On the slopes of the mountain below us, scores of Timburr and Gurdurr waddle back and forth, merrily singing out-of-tune as they shuttle bricks, mortar, beams and nails from place to place at the direction of Conkeldurr foremen. Pan the Chesnaught lumbers around the site, alternating between barking orders and helping to shift blocks of stone. Ruined walls and towers rise, slowly but surely, to their former heights. Orion the Lucario and Pytho the Goodra stand nearby, negotiating with a group of wild Graveler to have them join the construction team.

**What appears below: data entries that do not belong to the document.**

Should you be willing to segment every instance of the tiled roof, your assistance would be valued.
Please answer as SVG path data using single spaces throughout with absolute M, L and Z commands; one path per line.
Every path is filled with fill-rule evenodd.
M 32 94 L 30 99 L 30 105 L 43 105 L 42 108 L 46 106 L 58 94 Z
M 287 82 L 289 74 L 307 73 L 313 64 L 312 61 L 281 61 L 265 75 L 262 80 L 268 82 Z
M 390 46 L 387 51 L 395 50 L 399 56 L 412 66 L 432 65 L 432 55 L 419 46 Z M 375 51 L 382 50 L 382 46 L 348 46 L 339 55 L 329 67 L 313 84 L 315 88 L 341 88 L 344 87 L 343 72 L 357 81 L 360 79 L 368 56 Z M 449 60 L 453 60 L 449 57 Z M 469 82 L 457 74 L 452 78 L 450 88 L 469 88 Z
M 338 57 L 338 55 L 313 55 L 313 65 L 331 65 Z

Squadrons of Poliwhirl wade through the rivers, putting together water wheels to snatch the energy of the waterfalls as Odysseus the Clawitzer deftly slices planks of wood with his claw. Druddigon tunnel into the side of the mountain, expanding and clearing out some stretches of the cave network while closing off others, or jealously claiming choice spots for their own lairs. A dozen Hydreigon wheel through the sky in perfect formation, firing blasts of light at hovering targets with roars of triumph. Everywhere, Grass Pokémon of every sort bask in the sunlight and coax plants from the earth, weaving thick walls of thorns and canopies of vines around hidden walkways, building huge berry orchards, and tenderly nurturing huge bulbs packed with toxic spores. Lysandre surveys all of this, and turns to me.
“The Elite Four, you say?” I grin, and clap him on the shoulder.
“Sandy, I think this is the beginning of a beautiful friendship.”